Bu vâkıfın, ana ve babasından başka kimsesi olmazsa, vakfın geliri, ana ile baba arasında yarı yarıya taksim edilir.
Şayet, bunlardan birisi ölürse, vakıf gelirinin yansı, sağ kalana; diğer yarısı ise fakirlere verilir.
îki evlâd da böyledir.
Bu vâkıfın, on evladı olsa, bunlardan biri ölünce, onun hissesi, fakirlerin olur.
Bu vâkıfın, anası ve kardeşleri bulunursa; vakfın geliri anaya verilir; kardeşlere verilmez.
Keza, bu vâkıfın anası ile dedesi bulunsa; ana, dededen yakın olduğu gibi, kardeşten de yakın olur.
Baba da böyledir.
Bu vâkıfın ana ve babasının dedeleri ile, kendisinin bir kardeşi bulunursa; dede'yi baba yerinde gören kavle göre, vakfın geliri, dedenin olur.
Diğer bir kavle göre de, kardeşin olur; dedenin olmaz. Zehsyre'de de böyledir.

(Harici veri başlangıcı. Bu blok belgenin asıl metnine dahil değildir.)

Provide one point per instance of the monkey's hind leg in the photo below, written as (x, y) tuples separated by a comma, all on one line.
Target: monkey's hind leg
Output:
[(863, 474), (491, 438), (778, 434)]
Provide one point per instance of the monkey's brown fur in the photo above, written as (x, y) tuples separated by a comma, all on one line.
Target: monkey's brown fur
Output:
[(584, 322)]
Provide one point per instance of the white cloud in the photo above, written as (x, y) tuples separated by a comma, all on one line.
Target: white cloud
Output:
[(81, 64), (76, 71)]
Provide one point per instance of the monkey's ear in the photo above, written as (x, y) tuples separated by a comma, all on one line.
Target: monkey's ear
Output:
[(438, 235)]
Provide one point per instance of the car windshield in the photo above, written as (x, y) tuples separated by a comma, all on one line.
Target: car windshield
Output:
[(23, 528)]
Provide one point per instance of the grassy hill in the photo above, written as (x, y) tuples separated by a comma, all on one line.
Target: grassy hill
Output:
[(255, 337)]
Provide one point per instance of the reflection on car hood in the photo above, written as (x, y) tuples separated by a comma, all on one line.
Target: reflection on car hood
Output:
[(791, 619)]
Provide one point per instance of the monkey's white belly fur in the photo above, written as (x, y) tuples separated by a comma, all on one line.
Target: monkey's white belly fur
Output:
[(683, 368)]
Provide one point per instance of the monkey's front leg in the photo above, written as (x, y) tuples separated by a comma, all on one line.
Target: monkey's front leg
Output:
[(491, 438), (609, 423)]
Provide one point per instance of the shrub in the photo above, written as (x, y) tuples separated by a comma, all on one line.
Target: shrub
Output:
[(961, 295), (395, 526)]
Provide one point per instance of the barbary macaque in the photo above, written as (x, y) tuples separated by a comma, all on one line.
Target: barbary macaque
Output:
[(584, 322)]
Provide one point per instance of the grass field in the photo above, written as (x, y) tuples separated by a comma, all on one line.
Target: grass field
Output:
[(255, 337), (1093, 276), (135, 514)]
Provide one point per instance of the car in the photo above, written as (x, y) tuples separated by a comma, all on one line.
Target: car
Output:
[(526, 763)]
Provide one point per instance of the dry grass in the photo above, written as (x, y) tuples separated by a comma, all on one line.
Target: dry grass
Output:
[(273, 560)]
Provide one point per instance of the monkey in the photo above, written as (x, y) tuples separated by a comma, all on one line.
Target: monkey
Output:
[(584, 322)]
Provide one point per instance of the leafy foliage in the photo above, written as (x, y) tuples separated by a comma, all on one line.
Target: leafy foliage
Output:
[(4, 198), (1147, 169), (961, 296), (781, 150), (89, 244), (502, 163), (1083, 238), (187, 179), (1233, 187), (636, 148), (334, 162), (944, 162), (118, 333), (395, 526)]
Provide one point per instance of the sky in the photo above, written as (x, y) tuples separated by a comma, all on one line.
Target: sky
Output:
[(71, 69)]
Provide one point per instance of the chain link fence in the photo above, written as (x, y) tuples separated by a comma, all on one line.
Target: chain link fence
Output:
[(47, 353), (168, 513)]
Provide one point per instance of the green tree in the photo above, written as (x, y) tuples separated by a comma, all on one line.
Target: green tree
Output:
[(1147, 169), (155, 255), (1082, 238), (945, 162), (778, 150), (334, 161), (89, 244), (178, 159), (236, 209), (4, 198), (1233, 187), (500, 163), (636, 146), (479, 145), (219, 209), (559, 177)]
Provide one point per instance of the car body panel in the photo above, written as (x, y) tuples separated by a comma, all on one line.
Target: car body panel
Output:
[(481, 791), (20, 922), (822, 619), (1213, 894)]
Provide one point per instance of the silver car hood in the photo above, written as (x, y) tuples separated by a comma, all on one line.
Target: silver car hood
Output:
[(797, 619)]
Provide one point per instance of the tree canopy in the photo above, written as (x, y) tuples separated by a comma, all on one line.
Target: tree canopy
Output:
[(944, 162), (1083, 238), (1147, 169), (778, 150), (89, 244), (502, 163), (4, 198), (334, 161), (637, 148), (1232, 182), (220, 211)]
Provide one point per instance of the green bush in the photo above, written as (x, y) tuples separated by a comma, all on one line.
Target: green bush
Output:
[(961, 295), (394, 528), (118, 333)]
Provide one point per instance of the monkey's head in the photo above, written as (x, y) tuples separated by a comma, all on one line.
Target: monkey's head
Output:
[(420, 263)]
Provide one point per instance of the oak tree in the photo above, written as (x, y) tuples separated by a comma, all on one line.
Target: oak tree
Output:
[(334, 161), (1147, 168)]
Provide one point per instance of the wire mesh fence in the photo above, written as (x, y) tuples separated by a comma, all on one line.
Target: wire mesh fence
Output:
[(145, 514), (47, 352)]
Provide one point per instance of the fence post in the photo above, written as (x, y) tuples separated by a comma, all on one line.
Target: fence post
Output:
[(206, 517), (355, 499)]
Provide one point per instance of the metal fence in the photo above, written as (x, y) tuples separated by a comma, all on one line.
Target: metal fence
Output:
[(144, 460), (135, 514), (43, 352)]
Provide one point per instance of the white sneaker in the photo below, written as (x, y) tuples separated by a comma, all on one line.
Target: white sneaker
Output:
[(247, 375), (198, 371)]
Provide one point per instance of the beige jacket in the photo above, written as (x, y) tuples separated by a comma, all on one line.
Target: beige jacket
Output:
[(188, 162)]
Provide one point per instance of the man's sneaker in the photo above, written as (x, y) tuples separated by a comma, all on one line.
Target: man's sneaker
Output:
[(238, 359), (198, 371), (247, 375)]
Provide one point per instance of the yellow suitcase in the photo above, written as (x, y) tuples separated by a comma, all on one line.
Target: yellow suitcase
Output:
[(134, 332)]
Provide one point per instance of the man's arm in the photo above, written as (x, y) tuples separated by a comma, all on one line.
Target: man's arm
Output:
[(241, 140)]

Bu vâkıfın kardeşleri bulunur; ancak, bunlardan biri, ana-baba bir kardeş; diğerleri ise, ana bir veya baba bir kardeş olursa; ana-baba bir olanlar evlâdır.
Keza, erkek kardeş çocukları, kız kardeş çocukları, amca, hala, teyze, dayı çocukları da böyledir. Bunlardan da, baba bir veya ana bir olanlardan ana-baba bir olanlar, evlâdır.
Bu vâkıfın, ayrı ayrı Üç tane dayısı ve bir de baba bir amcası olursa; ana-baba bir dayıdan başlanır.
Bu vâkıfın, baba bir kardeşi ile ana bir kardeşi olursa; baba bir kardeş evlâdır.
Bu, İmâm Ebû Hanîfe (R.A.)'nin kavlidir.
tmâmeyn'e göre de, akrabalık hususunda, baba tarafından olanlar, ana tarafından olanlardan evlâdır. Hâvî'de de böyledir. (Bu fcususta, imamlarımızın kavilleri aynıdır.)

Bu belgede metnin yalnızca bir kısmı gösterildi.